Nach Loblied auf "Weltklasse"-Havertz: Ex-DDR-Trainer rüffelt Nagelsmann!

Jena - Da staunten viele Fans der deutschen Nationalmannschaft nicht schlecht, als Kai Havertz (24) im Spiel gegen die Türkei plötzlich als Linksverteidiger zum Zug kam. Bundestrainer Julian Nagelsmann (36) verteidigte seine Entscheidung im Anschluss aber vehement und lobte den Arsenal-Star über den grünen Klee. Ein alter Hase der Zunft will die Kirche lieber im Dorf lassen.

Vom Torschützen zum Pechvogel: Kai Havertz (24) erlebte gegen die Türkei ein Wechselbad der Gefühle.
Vom Torschützen zum Pechvogel: Kai Havertz (24) erlebte gegen die Türkei ein Wechselbad der Gefühle.  © Robert Michael/dpa

Der exotische Plan des neuen DFB-Übungsleiters schien zunächst voll aufzugehen, denn schon in der fünften Minute netzte der gebürtige Aachener zur 1:0-Führung ein.

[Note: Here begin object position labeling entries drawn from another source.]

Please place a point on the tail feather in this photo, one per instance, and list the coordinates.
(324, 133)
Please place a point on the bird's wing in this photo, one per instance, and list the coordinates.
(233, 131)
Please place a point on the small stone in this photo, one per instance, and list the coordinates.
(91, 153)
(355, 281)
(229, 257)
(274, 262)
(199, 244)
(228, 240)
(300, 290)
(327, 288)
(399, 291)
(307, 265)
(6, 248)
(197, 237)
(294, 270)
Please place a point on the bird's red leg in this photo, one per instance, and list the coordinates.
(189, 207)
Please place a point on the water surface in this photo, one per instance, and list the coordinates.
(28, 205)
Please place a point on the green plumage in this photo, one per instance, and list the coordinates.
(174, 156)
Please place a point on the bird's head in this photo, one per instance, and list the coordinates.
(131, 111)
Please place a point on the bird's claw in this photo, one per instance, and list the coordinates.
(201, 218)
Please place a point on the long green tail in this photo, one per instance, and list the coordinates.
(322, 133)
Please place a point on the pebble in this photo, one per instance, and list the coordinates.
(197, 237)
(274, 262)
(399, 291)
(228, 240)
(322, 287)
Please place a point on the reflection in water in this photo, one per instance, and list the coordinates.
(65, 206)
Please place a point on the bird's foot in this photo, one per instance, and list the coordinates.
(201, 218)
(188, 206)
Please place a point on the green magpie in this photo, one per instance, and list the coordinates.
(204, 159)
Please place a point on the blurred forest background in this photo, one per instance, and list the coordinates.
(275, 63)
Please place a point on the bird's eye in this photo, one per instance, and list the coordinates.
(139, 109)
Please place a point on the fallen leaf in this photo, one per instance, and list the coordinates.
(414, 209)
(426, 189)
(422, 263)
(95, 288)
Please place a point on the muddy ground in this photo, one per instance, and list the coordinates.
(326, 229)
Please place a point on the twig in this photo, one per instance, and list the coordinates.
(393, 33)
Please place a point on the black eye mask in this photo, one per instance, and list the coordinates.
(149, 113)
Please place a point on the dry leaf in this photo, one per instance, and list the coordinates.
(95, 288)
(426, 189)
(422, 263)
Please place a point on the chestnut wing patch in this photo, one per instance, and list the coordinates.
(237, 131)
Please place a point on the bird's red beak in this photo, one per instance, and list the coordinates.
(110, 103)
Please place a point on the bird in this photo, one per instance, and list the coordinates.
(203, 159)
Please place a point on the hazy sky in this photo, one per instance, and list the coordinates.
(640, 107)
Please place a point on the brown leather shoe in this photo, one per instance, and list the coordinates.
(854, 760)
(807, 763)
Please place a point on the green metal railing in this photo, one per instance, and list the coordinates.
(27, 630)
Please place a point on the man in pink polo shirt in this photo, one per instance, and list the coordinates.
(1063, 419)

Der Rest des Liedes ist bekannt, die Adlerträger verloren am Ende trotzdem mit 2:3. Den entscheidenden Handelfmeter verursachte ausgerechnet der umgeschulte Offensivakteur, wenn auch mit viel Pech ob der streitbaren Entscheidung.

Dennoch hielt sich Nagelsmann auf der anschließenden Pressekonferenz mit Superlativen nicht gerade zurück. Havertz sei ein "Weltklasse-Spieler" und habe die ungewohnte Rolle "sensationell" ausgefüllt.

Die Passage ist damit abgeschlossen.